Headaches may indicate a lack of hydration of the brain. Let us remember, however, that we also obtain water fro fruits, vegetables, and meat.
By taking it from fruits and vegetables, we also introduce “fiber” in our intestines. It’s a protective agent from toxic substances such as chemicals, dyes, and preservatives.
The fibers are divided into “soluble” and “insoluble.”
Soluble fibers reduce cholesterol, prevent diabetes, and do not provide calories. They do give a sense of satiety, however.
Soluble fibers are fermentable. They are the basis for the good development of intestinal flora thanks to the action of prebiotic fructooligosaccharides (FOS), such as inulin. They are mainly present in chicory, onion, artichokes, etc. They have a chelating action. Therefore, they interfere with the absorption of cholesterol and reduce sugar levels. However, they can cause constipation.
The insoluble fibers (not-fermentable) regularize the intestinal transit.

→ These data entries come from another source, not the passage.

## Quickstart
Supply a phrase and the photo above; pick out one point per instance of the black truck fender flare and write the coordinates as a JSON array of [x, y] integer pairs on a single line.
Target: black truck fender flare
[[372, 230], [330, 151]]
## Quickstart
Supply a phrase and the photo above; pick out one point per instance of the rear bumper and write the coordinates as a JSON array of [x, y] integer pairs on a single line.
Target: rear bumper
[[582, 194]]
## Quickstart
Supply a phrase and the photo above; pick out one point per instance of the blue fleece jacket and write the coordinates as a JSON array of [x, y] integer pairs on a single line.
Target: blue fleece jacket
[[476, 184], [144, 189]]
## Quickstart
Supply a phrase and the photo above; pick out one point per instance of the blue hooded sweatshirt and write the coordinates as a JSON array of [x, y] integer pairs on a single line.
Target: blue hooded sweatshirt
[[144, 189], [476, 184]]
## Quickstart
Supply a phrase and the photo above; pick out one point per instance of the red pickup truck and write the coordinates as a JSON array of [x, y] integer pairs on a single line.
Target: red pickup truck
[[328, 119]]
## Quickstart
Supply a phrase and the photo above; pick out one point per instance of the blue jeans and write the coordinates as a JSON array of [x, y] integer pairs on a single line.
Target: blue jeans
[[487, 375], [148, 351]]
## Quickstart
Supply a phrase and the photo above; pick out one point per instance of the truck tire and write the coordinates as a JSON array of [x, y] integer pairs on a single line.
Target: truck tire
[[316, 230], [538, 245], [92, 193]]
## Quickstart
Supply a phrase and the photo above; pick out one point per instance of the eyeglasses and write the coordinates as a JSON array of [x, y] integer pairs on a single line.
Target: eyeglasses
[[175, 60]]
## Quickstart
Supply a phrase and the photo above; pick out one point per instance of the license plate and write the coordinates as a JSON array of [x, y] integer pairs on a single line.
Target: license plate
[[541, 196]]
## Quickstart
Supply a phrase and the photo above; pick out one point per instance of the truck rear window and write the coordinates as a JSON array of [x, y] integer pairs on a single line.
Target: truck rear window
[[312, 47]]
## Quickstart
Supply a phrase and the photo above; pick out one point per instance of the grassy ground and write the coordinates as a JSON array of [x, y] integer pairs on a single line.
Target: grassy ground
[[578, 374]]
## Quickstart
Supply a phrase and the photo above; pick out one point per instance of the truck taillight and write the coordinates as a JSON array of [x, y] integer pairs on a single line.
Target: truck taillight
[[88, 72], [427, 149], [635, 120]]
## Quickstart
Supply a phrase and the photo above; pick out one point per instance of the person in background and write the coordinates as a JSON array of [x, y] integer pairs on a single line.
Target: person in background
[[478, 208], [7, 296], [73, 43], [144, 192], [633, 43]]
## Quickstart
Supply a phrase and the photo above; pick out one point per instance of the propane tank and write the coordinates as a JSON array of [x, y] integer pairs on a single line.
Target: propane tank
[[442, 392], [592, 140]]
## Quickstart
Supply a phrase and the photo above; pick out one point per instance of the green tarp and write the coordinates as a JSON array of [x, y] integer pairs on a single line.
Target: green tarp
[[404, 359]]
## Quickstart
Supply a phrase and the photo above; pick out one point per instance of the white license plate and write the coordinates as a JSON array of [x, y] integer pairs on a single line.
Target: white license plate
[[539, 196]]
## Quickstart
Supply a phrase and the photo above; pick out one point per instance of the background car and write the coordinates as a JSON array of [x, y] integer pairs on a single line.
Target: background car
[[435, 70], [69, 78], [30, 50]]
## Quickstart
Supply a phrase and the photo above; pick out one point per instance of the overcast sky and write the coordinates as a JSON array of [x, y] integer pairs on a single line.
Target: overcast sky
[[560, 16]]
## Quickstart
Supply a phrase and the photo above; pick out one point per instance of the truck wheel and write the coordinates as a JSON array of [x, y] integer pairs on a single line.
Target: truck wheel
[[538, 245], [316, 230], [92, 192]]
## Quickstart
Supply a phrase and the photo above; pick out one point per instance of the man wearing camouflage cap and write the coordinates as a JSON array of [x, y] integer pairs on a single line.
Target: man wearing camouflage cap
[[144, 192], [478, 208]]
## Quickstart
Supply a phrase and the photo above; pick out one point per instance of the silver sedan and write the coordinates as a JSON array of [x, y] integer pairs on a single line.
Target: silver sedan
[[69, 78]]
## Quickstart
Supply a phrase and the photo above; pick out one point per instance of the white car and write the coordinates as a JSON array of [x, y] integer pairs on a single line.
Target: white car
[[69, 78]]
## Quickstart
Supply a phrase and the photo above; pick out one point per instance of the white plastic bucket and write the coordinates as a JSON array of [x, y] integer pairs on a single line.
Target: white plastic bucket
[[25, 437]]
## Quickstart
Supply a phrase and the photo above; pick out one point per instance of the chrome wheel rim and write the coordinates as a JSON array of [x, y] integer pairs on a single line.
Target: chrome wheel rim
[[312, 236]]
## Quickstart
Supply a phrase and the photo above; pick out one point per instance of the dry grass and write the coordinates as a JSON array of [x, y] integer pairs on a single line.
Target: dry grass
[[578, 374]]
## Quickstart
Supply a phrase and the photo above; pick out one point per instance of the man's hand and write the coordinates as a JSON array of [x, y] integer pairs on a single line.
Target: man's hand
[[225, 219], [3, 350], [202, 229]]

But we should not exaggerate the introduction of fiber to avoid creating nutritional deficiencies at the expense of Trace Elements and Minerals due to the presence of the phytic acid which hinders the absorption of Calcium, Iron, Zinc, and Selenium.
The fibers must also be of biological origin because if we introduce whole aliments, fiber is found in the outer part of the grain and may, therefore, contain harmful pollutants due to the chemicals used in agriculture.
Fiber intake should not exceed 30 g daily.
The enzymes are very important in the composition of aliments or can be produced by the body. They are critical because they catalyze and regulate all biochemical reactions in the body.
They are produced from DNA and their characteristic is to hasten or enhance chemical reactions.